Besides becoming an All-American athlete, Owens earned titles of MVP for track and first team all-district for football.

“[You’ve] just gotta go out there and win; you gotta do whatever it takes,” Henderson said.

High School Football Experience

The East football team runs out onto the field, crashing through their banner. Cold fills the Friday night air. The team assembles before the game, getting ready to perform their best. As Owens prepares to play, the cheers of the crowd become distant. Despite the seconds counting down on the scoreboard, time seems to stop as the game begins. Everything goes blank, leaving only the task at hand. His coach believes it is this strong mindset and discipline that makes Owens a strong player.

“I told [the college scouts] you better get this guy on him right now because you’re not going to be able to touch him,” head football coach Joey McCullough said.

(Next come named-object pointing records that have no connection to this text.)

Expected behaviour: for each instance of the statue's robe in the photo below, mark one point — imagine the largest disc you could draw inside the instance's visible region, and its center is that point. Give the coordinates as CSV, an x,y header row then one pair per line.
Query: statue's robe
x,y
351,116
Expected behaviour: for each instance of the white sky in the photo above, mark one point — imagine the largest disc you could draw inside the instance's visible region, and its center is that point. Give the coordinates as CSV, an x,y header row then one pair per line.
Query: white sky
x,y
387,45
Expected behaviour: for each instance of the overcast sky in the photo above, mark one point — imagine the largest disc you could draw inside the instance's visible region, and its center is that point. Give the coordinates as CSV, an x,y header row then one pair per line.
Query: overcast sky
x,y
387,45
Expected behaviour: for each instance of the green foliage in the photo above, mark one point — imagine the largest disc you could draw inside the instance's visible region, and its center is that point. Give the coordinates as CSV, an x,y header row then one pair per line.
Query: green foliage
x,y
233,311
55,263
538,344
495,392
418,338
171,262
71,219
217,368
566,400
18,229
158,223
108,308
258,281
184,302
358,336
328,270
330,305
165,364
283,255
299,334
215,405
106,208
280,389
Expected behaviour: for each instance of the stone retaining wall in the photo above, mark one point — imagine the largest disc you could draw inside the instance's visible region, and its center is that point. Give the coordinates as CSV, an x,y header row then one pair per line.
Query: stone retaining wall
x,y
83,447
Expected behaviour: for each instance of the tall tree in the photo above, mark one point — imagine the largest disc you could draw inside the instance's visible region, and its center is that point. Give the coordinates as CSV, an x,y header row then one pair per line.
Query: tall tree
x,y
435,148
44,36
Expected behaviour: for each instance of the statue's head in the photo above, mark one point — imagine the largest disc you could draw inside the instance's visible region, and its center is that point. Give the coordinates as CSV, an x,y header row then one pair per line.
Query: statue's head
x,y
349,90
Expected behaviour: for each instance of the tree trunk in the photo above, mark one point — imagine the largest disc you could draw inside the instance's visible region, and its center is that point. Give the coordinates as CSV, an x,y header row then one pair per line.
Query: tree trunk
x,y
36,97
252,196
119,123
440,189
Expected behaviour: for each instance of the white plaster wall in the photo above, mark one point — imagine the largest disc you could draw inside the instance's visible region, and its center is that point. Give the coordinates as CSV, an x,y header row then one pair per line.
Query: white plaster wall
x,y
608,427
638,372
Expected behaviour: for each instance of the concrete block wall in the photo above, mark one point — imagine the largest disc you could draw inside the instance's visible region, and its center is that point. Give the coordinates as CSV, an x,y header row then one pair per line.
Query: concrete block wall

Owens received college offers from UCLA, Baylor, Vanderbilt, Missouri and Kansas State, and despite wanting to go to UCLA, he decided on the University of Texas so he could stay close to his family. Owens wants to further his education beyond football, planning to double-major in business and aeronautical engineering.

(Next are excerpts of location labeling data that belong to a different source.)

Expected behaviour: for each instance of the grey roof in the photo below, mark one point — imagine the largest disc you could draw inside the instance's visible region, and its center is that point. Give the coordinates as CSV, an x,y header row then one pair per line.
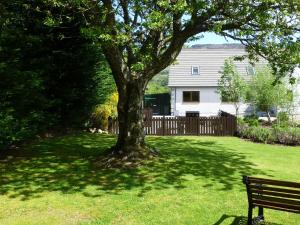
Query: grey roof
x,y
210,61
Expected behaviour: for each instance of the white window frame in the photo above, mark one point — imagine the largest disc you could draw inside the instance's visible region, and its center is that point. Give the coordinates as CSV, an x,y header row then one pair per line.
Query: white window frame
x,y
252,68
192,70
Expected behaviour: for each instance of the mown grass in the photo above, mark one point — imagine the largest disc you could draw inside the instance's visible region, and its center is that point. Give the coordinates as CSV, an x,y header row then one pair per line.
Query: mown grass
x,y
197,180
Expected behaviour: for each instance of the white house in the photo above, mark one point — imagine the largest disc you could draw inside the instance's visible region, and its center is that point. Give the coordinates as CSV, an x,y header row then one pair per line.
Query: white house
x,y
193,80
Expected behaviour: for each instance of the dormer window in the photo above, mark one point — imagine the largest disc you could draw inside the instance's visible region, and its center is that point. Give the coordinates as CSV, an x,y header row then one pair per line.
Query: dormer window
x,y
195,70
250,70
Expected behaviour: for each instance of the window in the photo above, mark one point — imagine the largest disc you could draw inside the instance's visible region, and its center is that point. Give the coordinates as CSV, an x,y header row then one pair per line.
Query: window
x,y
195,70
192,114
250,70
191,96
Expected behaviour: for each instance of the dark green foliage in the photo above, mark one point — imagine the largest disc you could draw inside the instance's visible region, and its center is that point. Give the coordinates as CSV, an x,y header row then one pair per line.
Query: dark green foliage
x,y
49,70
287,135
280,135
159,83
283,119
251,120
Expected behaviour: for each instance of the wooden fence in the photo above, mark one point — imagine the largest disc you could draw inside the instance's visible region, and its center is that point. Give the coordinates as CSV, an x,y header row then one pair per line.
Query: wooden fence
x,y
215,126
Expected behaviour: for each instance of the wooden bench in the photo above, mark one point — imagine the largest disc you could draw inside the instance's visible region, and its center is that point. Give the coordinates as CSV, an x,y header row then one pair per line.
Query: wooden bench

“Every time I’ve heard him talk, whether it be for the All-American Bowl or whether it be for all district, it’s always been about his team and thanking his teammates,” McCullough said. “He understands it’s a team sport and we all [both the team and coaches] have a role that we have to play.”

Although Owens’ bowl team lost 48-14, it has not hindered his spirit. Owens credits his successes to his high school team, coaches and father for his success. Even though Owens did not expect to become an All-American athlete, he constantly improves his skill level and his dedication to sports helped pave the way for his accomplishments.

“My pops [is my biggest inspiration] for sure,” Owens said. “He played football at North Texas and then went to league, and he would tell me all the things he did and really coached me up. He played my position, so he [made] me better.”

Owens immediately fell in love with football after his father encouraged him to join after he stopped playing soccer at eight years old and hopes to follow in his father’s footsteps by making league for football in the years following college.

“It’s not always easy, but work hard for what you want and you’ll be successful,” Owens said.